CS 221 In-State Remedies on Out-of-State Cases

04/87 Revised 01/0311 Training Completed 01/18/11

45 CFR 303.7(b)(1)


When a non-custodial parent (NCP) lives outside the state of Utah, you must use all appropriate in-state remedies available to you before referring the case to another state.


Once you determine that a “two-state” intergovernmental referral is necessary, you must initiate it within 20 calendar days and send it to the responding agency along with any other information or documentation necessary to process the case pursuant to 45 CFR 303.7(c)(4).


“Within 20 calendar days of completing the actions required in paragraphs (1) through (3) and, if appropriate, receipt of any necessary information needed to process the case:

(i)  Ask the appropriate intrastate tribunal, or refer the case to the appropriate responding State IV-D agency, for a determination of the controlling order and a reconciliation of arrearages if such determination is necessary; and

  (ii)  Refer any intergovernmental IV-D case to the appropriate State Central Registry, Tribal IV-D program, or Central Authority of a country for action, if one-state remedies are not appropriate.”


In-State Remedies


1.                  “Initial Support Letter”:  This letter is automatically generated by ORSIS to all NCPs on new or reinstated cases when the total arrears balance of all of the NCP’s case(s) does not meet the auto enforcement criteria. The letter notifies the NCP of important information, which includes enforcement actions that may occur if an arrearage accumulates.  

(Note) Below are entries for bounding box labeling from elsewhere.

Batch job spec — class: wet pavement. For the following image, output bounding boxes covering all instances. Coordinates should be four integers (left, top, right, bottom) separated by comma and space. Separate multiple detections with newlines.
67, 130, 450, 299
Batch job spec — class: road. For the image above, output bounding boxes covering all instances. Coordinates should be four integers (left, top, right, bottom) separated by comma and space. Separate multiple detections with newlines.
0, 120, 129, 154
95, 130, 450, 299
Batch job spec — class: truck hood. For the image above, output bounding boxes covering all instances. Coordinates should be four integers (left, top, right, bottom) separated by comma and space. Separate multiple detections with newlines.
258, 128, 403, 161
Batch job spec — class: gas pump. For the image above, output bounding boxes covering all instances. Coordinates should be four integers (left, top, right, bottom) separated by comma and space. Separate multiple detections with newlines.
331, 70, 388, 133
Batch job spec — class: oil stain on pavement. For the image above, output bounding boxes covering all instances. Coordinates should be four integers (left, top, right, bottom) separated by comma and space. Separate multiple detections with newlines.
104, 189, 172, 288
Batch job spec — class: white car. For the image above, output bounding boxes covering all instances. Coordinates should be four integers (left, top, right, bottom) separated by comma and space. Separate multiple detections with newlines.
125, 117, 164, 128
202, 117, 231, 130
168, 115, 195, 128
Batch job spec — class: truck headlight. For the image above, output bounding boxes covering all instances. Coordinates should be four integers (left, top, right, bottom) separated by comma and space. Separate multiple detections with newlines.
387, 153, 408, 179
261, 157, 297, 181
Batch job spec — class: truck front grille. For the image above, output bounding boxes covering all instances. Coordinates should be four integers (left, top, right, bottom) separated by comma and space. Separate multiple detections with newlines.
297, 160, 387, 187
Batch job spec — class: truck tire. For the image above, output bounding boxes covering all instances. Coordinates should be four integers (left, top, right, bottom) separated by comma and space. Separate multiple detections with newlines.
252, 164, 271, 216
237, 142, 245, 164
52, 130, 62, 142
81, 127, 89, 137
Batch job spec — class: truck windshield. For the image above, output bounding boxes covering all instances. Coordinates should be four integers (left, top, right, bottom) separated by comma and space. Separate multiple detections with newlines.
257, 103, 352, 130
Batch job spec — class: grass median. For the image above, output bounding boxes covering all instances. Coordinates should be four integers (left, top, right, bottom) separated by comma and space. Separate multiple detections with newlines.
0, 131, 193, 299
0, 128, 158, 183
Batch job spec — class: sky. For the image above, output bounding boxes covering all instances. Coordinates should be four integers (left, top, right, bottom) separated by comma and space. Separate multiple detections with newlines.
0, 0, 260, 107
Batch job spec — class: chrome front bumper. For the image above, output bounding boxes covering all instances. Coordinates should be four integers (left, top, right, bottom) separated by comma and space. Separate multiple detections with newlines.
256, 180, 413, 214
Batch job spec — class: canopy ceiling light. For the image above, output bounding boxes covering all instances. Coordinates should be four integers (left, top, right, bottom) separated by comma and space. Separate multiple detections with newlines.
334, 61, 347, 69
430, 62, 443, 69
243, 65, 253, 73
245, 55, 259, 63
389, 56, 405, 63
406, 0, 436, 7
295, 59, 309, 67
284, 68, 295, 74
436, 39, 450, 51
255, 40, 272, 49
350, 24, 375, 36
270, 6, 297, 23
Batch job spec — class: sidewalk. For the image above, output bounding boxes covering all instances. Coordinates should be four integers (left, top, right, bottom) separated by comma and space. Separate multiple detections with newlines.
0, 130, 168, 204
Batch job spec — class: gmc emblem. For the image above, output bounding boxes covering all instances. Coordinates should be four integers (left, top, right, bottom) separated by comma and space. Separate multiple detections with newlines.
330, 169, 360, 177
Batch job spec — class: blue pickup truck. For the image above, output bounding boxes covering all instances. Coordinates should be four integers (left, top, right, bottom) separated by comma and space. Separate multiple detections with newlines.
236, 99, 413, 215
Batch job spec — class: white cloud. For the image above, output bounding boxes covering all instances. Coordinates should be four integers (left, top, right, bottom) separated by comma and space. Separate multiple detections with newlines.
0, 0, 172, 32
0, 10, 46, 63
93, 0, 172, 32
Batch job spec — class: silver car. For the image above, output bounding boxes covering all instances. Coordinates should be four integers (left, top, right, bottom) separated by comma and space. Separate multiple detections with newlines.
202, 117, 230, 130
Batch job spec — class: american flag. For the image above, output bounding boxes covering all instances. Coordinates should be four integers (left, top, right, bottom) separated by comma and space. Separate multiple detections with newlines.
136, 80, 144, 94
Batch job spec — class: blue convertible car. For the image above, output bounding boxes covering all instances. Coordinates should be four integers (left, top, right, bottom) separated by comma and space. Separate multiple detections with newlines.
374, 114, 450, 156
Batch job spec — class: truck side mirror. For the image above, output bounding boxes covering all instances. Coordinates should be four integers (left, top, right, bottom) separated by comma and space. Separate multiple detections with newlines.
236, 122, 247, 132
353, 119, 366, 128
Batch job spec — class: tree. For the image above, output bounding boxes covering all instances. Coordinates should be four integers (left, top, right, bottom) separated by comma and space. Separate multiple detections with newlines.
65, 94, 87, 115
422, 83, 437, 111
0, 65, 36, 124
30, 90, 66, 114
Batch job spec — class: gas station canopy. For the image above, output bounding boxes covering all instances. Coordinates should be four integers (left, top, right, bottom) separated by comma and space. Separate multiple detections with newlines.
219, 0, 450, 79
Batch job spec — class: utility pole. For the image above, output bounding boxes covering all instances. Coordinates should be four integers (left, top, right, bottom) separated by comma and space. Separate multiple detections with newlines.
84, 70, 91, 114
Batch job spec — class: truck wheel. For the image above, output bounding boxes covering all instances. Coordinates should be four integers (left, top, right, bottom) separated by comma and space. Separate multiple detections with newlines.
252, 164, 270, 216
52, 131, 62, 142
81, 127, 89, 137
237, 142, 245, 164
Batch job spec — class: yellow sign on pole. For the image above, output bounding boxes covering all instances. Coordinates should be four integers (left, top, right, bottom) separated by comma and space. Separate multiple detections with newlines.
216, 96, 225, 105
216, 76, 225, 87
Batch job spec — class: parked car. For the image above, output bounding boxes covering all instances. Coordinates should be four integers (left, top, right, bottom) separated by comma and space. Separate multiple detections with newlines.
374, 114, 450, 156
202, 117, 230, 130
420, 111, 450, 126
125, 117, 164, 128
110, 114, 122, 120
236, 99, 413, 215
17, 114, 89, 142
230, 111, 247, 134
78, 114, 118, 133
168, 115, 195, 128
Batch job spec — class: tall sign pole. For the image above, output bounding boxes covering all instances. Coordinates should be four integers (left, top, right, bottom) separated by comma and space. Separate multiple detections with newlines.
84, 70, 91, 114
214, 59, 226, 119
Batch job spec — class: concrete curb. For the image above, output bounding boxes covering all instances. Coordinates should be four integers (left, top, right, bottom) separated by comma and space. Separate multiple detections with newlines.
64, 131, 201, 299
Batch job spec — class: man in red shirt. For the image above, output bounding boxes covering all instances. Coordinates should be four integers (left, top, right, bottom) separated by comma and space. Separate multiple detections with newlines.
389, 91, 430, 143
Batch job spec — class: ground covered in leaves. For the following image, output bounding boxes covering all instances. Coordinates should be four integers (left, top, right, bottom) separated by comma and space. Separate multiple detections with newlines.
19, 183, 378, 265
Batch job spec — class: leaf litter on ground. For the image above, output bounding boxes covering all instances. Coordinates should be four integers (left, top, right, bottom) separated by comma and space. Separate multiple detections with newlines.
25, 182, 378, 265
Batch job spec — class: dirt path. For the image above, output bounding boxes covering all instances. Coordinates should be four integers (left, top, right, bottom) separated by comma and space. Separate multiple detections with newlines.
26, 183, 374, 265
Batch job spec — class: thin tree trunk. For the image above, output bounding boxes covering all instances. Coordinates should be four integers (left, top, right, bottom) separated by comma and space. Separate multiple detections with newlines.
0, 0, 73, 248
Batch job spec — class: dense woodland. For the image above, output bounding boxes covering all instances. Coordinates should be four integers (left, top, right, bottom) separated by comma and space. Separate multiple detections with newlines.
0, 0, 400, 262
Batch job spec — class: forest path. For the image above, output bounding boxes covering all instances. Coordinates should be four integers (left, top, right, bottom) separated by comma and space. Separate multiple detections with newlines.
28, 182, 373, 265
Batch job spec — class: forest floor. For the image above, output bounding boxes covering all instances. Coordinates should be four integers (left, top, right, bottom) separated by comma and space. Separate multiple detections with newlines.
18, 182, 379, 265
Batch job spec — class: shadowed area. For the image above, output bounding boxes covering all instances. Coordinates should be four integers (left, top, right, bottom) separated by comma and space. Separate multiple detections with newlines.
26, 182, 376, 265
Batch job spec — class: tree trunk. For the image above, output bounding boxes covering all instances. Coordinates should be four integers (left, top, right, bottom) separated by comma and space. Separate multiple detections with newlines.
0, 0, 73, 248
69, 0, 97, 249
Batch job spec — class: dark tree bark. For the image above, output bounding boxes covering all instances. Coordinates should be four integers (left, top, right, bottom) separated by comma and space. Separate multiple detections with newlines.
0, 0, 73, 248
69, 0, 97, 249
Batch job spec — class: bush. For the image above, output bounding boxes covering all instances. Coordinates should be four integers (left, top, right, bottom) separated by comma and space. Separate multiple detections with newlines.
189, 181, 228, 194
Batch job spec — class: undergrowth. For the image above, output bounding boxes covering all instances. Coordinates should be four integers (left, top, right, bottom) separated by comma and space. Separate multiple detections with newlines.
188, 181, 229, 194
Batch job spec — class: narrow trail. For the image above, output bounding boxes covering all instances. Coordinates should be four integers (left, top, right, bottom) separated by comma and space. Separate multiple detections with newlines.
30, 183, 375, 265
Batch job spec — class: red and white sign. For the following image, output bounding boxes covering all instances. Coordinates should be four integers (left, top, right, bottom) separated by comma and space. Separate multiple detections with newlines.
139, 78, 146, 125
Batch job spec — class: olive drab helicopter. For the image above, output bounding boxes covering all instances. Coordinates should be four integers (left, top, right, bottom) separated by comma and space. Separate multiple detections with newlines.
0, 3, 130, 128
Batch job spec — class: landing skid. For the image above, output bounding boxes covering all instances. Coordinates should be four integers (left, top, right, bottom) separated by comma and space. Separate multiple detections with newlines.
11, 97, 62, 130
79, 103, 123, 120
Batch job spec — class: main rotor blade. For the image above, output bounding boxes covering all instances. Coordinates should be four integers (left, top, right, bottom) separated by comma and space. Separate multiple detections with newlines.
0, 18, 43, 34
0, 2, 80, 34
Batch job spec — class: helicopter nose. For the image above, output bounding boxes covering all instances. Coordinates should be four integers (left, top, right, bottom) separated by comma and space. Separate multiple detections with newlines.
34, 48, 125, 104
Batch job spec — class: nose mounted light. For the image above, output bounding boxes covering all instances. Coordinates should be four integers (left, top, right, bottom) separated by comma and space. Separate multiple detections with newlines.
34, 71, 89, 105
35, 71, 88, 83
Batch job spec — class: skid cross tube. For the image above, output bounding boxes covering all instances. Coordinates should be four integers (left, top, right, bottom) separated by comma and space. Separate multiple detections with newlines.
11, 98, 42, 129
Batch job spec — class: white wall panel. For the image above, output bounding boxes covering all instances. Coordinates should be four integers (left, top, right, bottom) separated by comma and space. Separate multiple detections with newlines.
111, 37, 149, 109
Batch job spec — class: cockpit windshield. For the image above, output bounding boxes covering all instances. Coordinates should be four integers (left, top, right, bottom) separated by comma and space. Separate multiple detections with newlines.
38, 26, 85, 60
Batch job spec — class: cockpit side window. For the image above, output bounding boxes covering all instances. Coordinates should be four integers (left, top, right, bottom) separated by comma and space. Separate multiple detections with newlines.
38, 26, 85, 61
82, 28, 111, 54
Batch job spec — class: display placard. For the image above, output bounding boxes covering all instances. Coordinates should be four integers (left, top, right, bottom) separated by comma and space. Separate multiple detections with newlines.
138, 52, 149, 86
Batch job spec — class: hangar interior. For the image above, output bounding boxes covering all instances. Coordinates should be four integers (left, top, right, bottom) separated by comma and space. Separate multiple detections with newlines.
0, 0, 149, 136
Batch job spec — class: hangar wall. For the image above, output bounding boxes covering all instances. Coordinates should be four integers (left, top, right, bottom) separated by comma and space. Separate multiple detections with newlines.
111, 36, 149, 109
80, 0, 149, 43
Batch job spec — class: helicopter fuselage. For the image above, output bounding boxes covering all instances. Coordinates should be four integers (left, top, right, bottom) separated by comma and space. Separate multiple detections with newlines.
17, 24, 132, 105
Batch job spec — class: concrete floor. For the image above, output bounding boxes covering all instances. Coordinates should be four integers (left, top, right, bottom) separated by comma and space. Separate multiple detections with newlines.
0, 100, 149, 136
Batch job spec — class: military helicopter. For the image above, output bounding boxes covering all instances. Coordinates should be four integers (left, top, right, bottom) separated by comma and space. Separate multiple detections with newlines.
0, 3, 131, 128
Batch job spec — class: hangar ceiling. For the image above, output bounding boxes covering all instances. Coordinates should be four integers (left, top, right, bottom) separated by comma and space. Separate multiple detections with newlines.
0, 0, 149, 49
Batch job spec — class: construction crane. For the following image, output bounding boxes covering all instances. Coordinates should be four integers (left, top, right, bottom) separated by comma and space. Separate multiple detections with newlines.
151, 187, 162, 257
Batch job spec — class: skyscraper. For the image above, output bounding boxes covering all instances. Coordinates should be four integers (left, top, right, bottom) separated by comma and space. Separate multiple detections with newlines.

2.                  Long-Arm Statute:  Utah's long-arm statute gives Utah jurisdiction over an out-of-state NCP in some situations.  Always utilize long-arm remedies whenever possible, before requesting an interstate referral to another state.


3.                  Income Withholding:  If the NCP works for an employer in another state and meets the requirements for income withholding, send a “Notice to Withhold Income for Child Support” directly to the employer or payor of income. 


4.                  Criminal nonsupport:  When administrative and/or civil enforcement has been attempted and the out-of-state NCP still fails to pay support as ordered, review the case with your team manager and attorney to determine if it is appropriate to refer the case to the Attorney General's Office to file state or federal criminal nonsupport charges.